La cocina conserva de manera puntual una característica básica de la composición original de la obra: “Wesker perteneció a la generación de los angry young men. Se trataba de jóvenes enojados, descontentos con su realidad, inconformes, hay algo de eso que permanece en la película. El interés de retratar a la clase trabajadora de una manera cándida, empática, cercana y, al mismo tiempo, sin condescendencia o sin evitar su furia o desencanto, viene del original y de la generación de dramaturgos a la que perteneció Wesker.”
Si algo prevalece en la película es la incorrección. Los personajes se divierten, se cabulean y pendejean, se bullean e insultan en todos los idiomas disponibles. El calor de la cocina parece atizar la desesperación que lleva a un enfrentamiento final que —asegura Ruizpalacios— se filmó como un documental de guerra, con cámara en mano, de ritmo circular e incesante: “De repente había que empujar a los actores a atreverse a llegar ahí. La corrección política comienza a invadir el acto creativo y eso es muy peligroso. Era importante mantener ese registro, porque las cocinas son lugares así, son lugares en donde el mismo cansancio, la temperatura alta, la chinga, hace que se relajen todas las normas y que la gente se relacione de maneras más políticamente incorrectas. Es algo muy normal”.
En su hora de comida, los personajes mexicanos hablan de la exaltación y fetichismo de los cuerpos de las mujeres blancas estadounidenses. También del hecho de llamarle india o prieta a Estela, que llega a Nueva York a buscar a Pedro para integrarse a la fuerza laboral de la cocina. Son comentarios de dimensión compleja y necesarios en una historia que echa mano de la noción del melting pot.
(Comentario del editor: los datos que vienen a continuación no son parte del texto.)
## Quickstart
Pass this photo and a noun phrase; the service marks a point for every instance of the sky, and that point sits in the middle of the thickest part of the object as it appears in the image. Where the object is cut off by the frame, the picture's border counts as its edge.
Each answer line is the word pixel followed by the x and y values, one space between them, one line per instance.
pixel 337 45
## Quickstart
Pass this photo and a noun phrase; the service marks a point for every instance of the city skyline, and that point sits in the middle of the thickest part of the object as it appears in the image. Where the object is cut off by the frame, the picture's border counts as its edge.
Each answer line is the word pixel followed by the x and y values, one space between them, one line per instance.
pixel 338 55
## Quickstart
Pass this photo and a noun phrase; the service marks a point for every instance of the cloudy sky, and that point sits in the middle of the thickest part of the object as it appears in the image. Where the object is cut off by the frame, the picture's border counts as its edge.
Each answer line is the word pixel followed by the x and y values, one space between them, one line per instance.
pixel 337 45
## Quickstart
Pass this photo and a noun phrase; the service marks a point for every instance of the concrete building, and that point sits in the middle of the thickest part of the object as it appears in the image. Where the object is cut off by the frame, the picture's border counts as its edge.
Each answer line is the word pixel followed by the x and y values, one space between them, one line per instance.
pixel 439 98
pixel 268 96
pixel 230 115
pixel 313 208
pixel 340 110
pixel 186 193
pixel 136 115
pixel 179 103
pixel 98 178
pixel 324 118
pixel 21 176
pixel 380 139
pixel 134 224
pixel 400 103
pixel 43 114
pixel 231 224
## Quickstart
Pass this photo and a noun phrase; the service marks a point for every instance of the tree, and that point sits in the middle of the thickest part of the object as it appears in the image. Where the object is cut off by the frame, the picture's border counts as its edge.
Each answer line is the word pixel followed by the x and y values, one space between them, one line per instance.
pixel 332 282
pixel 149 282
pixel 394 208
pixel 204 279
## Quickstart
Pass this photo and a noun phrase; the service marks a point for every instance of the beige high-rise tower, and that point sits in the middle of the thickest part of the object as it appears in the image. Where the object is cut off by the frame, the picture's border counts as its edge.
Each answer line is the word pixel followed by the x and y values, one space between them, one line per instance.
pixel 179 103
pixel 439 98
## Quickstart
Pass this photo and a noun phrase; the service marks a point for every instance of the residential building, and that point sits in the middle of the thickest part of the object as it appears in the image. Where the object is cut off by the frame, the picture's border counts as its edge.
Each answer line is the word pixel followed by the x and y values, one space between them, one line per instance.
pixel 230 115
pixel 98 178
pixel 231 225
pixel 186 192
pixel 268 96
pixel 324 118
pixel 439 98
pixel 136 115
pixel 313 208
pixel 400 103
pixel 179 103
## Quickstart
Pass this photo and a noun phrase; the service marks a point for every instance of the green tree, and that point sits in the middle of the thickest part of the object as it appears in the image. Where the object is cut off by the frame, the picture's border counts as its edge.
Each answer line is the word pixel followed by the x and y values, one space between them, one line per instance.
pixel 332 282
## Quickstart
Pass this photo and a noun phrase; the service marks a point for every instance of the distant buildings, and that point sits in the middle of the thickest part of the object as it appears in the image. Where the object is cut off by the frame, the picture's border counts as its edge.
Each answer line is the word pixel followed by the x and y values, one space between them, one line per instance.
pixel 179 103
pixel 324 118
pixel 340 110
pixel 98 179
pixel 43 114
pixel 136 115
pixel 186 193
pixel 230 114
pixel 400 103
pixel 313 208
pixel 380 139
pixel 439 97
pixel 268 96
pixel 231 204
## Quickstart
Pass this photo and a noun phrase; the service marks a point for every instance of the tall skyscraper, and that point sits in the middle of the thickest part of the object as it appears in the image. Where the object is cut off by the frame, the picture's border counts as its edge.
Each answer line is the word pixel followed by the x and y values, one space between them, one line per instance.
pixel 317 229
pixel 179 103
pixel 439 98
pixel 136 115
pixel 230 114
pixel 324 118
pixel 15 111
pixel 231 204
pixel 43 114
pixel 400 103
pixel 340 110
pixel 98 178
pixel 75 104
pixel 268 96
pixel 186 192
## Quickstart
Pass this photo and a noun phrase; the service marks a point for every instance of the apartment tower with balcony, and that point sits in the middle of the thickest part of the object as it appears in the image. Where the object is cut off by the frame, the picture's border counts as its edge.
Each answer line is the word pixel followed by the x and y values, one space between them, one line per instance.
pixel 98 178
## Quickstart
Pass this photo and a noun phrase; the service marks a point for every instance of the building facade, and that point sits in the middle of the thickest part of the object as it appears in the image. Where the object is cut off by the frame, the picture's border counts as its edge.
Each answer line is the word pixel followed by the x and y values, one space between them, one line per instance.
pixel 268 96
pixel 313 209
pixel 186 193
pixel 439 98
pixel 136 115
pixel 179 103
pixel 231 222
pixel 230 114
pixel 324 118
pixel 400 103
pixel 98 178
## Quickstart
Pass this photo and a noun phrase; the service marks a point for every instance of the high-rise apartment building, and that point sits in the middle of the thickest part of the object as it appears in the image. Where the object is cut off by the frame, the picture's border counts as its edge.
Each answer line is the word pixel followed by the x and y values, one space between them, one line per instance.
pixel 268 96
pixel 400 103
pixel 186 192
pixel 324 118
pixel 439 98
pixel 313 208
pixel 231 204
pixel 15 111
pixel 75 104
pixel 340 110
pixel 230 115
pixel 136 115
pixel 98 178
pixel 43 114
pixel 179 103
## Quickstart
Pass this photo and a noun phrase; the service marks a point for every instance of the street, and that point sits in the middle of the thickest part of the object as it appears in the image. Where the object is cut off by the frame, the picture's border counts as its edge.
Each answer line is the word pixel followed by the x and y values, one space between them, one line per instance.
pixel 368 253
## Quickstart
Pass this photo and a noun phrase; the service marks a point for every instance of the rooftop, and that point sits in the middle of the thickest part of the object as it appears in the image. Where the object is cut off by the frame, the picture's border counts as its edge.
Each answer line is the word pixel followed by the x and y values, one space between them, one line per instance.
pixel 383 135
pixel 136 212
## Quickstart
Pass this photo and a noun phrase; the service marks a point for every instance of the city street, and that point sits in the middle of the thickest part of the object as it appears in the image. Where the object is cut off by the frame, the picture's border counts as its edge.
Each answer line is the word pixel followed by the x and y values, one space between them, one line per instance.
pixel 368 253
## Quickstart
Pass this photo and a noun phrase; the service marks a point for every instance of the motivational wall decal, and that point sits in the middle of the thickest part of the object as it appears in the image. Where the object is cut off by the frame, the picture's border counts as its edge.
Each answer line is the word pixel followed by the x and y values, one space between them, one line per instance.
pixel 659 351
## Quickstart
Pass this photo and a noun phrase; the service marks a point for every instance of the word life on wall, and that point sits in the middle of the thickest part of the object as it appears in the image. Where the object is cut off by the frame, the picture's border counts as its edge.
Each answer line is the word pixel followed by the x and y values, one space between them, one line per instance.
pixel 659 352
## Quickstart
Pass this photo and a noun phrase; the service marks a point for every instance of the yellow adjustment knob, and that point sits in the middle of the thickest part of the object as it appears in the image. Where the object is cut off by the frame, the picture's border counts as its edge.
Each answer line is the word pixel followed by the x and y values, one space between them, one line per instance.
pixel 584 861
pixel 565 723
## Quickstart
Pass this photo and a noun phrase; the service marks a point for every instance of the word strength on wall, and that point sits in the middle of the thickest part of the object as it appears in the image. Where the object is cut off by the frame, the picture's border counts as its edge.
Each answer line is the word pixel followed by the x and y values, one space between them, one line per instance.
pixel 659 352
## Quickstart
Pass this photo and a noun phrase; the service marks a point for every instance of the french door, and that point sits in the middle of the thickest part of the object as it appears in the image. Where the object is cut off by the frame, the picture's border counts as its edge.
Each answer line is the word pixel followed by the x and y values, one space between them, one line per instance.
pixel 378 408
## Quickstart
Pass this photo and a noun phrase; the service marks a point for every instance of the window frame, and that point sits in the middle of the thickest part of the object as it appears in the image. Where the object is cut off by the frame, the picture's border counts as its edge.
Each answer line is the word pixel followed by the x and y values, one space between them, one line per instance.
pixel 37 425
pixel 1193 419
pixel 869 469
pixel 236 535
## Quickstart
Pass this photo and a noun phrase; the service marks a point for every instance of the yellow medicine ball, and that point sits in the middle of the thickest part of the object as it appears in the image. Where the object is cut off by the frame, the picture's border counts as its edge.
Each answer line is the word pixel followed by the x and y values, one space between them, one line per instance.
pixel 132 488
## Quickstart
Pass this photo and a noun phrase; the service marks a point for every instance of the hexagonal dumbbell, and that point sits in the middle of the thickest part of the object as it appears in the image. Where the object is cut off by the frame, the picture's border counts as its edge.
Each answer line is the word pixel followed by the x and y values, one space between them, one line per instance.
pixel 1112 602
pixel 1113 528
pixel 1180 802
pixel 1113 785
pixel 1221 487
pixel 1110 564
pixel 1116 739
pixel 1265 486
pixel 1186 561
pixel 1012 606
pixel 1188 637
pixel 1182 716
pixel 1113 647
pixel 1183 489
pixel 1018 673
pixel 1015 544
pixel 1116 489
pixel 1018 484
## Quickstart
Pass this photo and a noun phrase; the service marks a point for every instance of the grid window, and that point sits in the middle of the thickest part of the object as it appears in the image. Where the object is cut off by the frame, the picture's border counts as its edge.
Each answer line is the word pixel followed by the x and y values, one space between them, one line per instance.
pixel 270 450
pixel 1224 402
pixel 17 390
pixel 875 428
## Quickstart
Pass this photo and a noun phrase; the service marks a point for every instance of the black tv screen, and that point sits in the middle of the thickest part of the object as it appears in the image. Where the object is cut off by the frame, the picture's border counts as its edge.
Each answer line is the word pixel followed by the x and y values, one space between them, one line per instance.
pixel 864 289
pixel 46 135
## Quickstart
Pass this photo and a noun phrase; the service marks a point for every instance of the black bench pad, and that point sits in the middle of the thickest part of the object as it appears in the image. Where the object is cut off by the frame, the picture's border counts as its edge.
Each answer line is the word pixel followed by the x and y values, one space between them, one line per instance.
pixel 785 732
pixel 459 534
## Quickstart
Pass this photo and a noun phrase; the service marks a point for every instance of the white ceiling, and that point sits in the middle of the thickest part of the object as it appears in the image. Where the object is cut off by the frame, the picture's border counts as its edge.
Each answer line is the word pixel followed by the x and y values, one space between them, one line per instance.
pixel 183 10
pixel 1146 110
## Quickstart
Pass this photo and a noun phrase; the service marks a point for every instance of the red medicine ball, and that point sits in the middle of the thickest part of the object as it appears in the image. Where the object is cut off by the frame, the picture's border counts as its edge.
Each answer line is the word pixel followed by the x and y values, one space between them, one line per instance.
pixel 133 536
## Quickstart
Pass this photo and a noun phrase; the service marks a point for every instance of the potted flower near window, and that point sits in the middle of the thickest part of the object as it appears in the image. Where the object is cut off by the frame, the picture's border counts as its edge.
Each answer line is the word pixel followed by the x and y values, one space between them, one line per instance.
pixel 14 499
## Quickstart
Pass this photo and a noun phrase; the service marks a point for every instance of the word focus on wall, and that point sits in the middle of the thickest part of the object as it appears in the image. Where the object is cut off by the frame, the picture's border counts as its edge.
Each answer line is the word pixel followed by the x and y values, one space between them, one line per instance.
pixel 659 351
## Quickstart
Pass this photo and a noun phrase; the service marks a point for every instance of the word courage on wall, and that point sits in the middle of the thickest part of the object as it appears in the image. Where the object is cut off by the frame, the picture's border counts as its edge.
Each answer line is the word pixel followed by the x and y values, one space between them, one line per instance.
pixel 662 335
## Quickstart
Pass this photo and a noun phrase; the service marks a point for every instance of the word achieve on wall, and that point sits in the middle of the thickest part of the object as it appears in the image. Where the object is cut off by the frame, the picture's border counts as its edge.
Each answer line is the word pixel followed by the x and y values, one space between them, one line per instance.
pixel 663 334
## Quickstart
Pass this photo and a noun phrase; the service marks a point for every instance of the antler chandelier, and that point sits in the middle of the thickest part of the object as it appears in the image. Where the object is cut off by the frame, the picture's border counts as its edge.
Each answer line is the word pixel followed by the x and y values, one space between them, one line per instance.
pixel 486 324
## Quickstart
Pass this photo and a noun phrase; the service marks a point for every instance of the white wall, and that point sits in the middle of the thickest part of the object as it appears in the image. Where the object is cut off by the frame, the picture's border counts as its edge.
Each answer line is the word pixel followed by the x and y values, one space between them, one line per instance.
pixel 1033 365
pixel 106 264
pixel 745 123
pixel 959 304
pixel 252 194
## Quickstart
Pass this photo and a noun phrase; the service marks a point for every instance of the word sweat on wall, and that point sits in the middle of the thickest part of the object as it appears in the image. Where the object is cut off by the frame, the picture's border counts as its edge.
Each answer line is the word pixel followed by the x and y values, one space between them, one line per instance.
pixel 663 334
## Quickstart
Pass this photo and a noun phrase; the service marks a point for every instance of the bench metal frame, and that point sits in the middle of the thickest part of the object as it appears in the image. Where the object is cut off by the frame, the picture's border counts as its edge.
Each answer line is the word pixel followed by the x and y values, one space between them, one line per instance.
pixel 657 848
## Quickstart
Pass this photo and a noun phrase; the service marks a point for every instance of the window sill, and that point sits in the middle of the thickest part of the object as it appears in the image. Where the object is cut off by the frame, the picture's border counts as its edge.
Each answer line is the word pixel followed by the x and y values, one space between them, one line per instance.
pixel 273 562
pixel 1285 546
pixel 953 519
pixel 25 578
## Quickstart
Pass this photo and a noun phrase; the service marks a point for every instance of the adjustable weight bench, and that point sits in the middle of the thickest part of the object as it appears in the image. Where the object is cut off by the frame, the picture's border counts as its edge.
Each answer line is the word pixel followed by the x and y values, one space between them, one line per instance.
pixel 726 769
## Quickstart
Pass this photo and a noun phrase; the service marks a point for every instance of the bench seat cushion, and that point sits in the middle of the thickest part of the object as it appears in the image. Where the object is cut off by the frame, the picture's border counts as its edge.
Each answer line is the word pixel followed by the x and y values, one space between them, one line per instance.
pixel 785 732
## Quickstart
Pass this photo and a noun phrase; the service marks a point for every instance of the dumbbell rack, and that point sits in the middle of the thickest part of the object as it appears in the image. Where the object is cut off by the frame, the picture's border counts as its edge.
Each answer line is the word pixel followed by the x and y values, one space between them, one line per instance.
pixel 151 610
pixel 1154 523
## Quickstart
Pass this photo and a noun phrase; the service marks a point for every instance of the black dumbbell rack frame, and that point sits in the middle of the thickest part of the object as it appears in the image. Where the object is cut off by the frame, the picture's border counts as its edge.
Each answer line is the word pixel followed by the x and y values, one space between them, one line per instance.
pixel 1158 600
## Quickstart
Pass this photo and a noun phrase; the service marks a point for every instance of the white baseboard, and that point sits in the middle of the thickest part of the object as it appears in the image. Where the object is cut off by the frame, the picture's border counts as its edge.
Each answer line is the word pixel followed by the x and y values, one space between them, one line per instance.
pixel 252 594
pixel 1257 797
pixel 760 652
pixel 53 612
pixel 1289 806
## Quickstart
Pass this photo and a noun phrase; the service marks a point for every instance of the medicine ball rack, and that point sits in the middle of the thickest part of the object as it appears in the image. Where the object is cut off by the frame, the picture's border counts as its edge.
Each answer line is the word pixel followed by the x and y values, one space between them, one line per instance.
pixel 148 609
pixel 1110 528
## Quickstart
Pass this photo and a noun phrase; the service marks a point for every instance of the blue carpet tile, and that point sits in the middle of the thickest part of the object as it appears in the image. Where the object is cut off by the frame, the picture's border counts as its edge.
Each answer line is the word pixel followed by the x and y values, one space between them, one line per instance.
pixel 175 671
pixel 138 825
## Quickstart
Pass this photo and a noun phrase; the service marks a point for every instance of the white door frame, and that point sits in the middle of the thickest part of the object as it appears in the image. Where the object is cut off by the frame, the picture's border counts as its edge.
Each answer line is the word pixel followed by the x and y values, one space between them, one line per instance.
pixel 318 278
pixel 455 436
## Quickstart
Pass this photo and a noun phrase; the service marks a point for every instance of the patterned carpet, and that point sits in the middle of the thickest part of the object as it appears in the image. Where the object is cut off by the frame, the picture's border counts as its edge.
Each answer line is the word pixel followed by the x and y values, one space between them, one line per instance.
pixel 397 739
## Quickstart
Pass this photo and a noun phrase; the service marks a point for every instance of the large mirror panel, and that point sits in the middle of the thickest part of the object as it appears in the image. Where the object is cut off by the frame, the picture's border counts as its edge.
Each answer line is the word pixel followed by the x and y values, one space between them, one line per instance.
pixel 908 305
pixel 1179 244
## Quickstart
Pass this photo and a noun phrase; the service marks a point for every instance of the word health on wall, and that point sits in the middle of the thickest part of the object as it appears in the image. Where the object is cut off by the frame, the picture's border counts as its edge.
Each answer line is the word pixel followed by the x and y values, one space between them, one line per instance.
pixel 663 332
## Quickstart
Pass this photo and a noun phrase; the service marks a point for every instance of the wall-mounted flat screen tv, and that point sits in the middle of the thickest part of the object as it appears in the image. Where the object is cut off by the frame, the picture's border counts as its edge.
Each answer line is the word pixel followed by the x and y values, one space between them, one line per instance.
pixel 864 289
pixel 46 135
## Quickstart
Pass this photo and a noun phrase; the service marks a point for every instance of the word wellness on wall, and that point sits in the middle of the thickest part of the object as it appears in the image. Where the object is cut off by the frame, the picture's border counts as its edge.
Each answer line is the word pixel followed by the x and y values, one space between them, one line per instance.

Ruizpalacios sostiene que “requirió de mucha cabeza pensar qué estamos diciendo, quién lo está diciendo y en qué contexto. No lo estoy celebrando, al contrario, es una denuncia al racismo, al escarnio y al bullying racial. Pero, en este caso, Pedro lo puede decir porque él es mexicano, es moreno. Está en la posición de burlarse del gringo que está negociando con eso, que no se atreve a decir ni siquiera morena, prieta. Él puede burlarse de eso. Es complicado, pero me gusta explorarlo en la ficción y probar los límites”.